There are few things that get me as riled up as Charles Plosser flapping his gums about the certain peril of the printing press. But I think this article on comparing Angela Merkel to Catherine the Great comes pretty close, particularly when it tries to explain Mrs. Merkel’s oh so charming hesitance to push for sanctions against Russia for Putin’s land grab in Ukraine. According to the story, both Merkel and Putin have their roots in East Germany where she came of age as Putin served as a KGB official. But now they are all grown up and mature in their leadership roles. Or at least one would think. Only there’s a catch – Merkel can only afford principles when no money is involved.

Truth be told, the article that romanticizes Merkel’s and Putin’s East German ties made me vomit in my mouth and reminded me of “’Czechoslovakia ’tis but a small, far away country of which we know little about.”

There is something terribly wrong when an elected legislature can be taken over by force and a puppet prime minister appointed who subsequently appeals to his benefactor for military assistance and the “democratic” near West looks away, appearing as though it can’t afford principles.

It’s just a thought, but maybe if Germany weren’t insistent on economic depression as a monetary policy choice, perhaps principles would be a bit more affordable. Having a weak economic position, though the least dirty shirt in the EZ, does tend to present a bit of a national security issue – or at least makes it difficult to stand up for what I am sure we all know is right.

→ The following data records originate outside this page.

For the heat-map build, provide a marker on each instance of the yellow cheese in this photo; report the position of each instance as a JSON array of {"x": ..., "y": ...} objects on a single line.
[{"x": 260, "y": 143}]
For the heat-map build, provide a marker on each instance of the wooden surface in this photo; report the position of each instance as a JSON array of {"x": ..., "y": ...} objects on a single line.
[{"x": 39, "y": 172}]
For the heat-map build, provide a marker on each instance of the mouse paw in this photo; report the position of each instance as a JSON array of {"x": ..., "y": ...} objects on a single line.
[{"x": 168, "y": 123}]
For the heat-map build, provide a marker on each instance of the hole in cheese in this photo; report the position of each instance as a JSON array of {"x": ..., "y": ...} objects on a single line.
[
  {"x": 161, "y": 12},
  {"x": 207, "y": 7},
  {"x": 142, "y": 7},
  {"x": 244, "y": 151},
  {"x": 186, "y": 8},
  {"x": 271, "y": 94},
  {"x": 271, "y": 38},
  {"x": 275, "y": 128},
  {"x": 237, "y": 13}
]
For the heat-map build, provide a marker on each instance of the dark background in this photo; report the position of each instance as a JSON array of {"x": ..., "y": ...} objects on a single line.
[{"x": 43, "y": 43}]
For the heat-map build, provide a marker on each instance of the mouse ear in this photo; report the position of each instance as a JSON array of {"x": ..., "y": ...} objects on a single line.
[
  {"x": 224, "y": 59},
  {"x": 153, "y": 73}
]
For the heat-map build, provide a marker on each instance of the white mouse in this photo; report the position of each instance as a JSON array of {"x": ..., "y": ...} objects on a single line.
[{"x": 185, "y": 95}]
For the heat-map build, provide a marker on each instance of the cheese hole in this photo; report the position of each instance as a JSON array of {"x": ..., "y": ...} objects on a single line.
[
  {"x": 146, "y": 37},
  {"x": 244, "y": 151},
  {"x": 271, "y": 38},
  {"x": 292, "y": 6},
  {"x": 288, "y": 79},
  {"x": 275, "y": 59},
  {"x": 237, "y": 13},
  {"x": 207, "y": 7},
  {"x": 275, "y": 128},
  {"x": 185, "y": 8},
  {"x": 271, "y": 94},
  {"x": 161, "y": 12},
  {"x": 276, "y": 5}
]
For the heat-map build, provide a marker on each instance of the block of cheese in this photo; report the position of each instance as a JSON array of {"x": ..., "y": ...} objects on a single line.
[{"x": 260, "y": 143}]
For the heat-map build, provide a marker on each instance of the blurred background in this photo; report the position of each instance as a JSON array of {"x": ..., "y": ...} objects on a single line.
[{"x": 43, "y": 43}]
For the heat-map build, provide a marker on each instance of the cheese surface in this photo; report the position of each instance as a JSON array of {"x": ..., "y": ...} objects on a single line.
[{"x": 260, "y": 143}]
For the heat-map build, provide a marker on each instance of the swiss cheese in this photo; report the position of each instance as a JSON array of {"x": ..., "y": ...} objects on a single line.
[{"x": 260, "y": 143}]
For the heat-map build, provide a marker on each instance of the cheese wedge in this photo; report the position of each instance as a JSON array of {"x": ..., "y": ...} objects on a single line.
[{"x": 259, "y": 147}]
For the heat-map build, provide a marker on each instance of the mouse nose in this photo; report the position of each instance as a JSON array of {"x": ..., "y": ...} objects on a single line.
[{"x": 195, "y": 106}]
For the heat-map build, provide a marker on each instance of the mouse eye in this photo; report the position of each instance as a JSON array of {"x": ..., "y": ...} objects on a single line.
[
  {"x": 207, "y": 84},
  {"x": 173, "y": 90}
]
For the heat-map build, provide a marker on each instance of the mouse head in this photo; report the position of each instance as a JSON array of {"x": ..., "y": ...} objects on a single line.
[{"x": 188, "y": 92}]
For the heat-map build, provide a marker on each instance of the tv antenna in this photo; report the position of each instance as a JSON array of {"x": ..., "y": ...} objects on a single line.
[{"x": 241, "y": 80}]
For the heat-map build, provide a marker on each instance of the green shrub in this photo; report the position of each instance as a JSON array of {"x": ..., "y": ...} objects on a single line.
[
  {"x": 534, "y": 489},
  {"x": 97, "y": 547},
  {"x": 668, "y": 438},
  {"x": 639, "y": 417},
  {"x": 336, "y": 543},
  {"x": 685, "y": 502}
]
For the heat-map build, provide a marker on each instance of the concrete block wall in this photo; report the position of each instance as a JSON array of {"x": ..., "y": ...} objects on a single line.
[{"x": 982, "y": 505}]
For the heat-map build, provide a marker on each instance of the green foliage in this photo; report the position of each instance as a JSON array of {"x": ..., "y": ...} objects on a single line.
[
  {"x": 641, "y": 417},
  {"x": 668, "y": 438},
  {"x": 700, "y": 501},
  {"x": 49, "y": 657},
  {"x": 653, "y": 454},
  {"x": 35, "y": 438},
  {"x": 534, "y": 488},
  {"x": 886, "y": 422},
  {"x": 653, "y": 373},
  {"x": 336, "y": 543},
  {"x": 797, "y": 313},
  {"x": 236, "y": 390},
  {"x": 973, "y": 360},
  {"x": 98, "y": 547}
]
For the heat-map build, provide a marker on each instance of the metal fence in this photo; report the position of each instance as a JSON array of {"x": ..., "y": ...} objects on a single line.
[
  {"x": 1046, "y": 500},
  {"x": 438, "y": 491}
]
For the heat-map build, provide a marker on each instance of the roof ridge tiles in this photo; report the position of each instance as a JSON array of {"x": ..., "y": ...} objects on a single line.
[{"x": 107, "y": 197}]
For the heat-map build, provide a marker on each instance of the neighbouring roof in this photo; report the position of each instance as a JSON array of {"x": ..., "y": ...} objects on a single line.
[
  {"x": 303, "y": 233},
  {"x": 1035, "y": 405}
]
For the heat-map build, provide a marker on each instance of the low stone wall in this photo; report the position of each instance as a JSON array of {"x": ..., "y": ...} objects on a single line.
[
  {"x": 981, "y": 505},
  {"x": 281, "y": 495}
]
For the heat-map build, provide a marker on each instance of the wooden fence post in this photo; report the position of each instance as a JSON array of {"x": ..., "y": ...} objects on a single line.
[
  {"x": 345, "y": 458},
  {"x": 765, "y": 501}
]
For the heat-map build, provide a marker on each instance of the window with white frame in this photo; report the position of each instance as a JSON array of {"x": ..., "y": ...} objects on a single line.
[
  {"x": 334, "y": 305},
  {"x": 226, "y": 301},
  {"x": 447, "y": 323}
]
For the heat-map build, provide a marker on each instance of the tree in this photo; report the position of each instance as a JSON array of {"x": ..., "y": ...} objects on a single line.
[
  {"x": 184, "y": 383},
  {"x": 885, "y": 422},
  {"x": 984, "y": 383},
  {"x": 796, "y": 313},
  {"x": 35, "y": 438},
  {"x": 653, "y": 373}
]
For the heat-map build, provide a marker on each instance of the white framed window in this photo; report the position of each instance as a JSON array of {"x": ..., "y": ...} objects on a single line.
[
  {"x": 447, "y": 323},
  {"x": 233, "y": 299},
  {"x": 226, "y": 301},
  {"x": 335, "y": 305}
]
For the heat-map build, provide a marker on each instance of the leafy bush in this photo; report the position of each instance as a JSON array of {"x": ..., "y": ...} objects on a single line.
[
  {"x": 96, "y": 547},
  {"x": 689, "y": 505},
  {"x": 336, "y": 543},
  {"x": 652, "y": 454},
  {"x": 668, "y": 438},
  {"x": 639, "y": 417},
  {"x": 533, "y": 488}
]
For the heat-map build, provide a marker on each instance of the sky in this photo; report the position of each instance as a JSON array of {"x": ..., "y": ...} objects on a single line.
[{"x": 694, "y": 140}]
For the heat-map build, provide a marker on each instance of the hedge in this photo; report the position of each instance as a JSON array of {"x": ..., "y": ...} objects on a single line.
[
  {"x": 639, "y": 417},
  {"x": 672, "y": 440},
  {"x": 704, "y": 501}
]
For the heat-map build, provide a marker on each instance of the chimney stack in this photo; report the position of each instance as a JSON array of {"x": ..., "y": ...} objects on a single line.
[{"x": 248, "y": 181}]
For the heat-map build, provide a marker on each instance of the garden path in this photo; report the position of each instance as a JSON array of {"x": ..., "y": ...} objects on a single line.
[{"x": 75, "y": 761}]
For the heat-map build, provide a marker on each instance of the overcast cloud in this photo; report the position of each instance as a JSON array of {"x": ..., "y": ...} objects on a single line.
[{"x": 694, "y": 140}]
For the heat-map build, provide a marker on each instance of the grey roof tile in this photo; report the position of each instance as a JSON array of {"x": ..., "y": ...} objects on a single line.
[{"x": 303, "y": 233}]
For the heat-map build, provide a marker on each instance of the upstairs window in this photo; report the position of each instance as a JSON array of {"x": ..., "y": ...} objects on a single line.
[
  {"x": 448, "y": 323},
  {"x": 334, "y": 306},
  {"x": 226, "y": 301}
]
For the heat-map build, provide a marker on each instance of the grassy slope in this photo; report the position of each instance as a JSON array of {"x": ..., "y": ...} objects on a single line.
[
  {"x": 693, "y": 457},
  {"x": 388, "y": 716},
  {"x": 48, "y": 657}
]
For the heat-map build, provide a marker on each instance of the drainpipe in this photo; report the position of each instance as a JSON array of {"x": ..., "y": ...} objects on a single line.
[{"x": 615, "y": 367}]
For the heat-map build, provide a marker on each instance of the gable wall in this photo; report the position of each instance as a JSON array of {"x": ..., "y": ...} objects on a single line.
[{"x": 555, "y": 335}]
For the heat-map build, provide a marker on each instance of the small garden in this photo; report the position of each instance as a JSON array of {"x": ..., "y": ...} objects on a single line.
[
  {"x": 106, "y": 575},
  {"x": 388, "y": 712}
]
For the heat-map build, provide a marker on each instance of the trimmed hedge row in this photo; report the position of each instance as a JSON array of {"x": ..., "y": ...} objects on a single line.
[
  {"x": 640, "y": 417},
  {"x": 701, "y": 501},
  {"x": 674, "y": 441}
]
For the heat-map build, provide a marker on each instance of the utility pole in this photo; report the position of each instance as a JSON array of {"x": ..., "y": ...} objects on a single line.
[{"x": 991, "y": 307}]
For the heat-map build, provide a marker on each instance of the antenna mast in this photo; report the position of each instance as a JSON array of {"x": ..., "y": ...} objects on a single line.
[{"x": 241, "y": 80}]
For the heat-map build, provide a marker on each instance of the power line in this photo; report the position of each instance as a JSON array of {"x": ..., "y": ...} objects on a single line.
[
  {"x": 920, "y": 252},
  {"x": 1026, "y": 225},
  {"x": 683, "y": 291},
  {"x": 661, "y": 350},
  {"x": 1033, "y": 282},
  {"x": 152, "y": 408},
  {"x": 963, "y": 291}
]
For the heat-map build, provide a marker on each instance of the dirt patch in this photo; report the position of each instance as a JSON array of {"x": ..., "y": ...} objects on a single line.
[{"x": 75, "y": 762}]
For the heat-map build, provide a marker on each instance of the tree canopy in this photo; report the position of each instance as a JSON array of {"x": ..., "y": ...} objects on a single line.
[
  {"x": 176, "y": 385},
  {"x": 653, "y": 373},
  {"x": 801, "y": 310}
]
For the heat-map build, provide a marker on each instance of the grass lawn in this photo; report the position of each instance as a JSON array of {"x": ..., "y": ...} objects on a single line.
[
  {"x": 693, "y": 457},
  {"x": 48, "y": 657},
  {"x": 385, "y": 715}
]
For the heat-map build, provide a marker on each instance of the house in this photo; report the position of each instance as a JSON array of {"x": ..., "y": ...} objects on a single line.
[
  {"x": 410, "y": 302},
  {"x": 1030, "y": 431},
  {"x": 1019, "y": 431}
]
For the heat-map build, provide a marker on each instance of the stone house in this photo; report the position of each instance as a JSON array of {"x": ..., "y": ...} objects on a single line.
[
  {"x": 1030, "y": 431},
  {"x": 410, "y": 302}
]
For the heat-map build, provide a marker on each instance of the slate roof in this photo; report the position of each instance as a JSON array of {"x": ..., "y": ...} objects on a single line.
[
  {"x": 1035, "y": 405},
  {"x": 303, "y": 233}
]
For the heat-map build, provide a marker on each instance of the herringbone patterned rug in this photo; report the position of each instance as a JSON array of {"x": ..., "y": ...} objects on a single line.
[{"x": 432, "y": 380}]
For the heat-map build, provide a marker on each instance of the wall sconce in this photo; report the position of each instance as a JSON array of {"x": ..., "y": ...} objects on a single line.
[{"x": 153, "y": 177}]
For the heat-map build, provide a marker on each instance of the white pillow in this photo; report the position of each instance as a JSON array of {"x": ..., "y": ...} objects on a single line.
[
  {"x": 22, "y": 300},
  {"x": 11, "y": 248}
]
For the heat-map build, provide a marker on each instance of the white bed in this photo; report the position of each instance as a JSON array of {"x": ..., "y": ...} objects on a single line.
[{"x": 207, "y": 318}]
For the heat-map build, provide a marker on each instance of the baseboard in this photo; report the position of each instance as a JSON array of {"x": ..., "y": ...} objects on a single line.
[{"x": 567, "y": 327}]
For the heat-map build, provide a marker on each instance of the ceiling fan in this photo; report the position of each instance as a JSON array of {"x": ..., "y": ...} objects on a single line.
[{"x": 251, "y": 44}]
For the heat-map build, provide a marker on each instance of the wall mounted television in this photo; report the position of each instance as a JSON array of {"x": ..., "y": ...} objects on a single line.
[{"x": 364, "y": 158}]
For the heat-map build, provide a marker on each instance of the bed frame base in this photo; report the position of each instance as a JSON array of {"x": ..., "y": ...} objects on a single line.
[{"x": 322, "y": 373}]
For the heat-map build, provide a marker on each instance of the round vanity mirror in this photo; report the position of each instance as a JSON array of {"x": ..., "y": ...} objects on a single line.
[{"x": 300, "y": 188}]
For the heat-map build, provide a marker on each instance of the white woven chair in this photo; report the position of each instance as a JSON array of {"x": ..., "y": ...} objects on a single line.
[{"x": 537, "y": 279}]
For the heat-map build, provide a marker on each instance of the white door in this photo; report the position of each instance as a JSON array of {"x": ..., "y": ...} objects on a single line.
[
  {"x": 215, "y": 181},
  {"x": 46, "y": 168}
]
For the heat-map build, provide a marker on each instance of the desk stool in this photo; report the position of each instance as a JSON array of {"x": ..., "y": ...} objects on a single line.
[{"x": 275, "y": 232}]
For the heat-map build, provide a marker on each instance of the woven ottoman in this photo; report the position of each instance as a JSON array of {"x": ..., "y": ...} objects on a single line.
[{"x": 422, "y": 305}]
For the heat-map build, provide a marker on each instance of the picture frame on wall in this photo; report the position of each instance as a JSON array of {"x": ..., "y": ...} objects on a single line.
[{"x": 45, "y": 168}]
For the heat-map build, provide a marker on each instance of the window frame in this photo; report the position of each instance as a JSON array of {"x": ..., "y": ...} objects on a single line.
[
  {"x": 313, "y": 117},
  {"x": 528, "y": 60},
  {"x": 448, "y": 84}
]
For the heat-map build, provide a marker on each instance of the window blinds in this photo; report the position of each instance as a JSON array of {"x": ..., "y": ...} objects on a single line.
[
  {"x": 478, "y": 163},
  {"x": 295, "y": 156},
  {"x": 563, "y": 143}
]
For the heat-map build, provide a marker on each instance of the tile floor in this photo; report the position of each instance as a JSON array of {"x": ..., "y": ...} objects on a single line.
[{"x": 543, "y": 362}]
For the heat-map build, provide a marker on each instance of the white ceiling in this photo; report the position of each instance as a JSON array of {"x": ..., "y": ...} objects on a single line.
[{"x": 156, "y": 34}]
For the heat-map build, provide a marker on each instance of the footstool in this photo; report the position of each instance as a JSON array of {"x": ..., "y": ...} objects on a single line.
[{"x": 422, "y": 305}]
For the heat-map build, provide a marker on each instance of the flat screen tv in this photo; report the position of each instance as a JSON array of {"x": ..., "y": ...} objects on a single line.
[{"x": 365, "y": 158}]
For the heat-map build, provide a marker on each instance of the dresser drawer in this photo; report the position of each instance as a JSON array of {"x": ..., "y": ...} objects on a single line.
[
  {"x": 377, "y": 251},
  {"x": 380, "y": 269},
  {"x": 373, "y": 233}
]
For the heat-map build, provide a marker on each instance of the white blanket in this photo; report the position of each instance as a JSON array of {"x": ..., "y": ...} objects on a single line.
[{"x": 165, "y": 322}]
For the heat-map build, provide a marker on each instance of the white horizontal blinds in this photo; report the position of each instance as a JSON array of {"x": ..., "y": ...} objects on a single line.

History doesn’t repeat itself, but it does rhyme; and to make no mistake, Putin taking over Crimea is a German national security issue. During the tail-end of the Great Depression it started off small; and when nobody did anything other than decry the military land grabs that started with Czechoslovakia and Poland, it mushroomed and ushered in a world war.

Putin isn’t getting any younger and I truly doubt that he has any particular feelings of camaraderie with Merkel, no matter how Bloomberg would like to spin it. Merkel is playing a dangerous game with a situation that needs to be nipped in the bud; and I fear the possibility that she’s going to find out how little doing something about it now will cost compared to when it becomes a much bigger problem.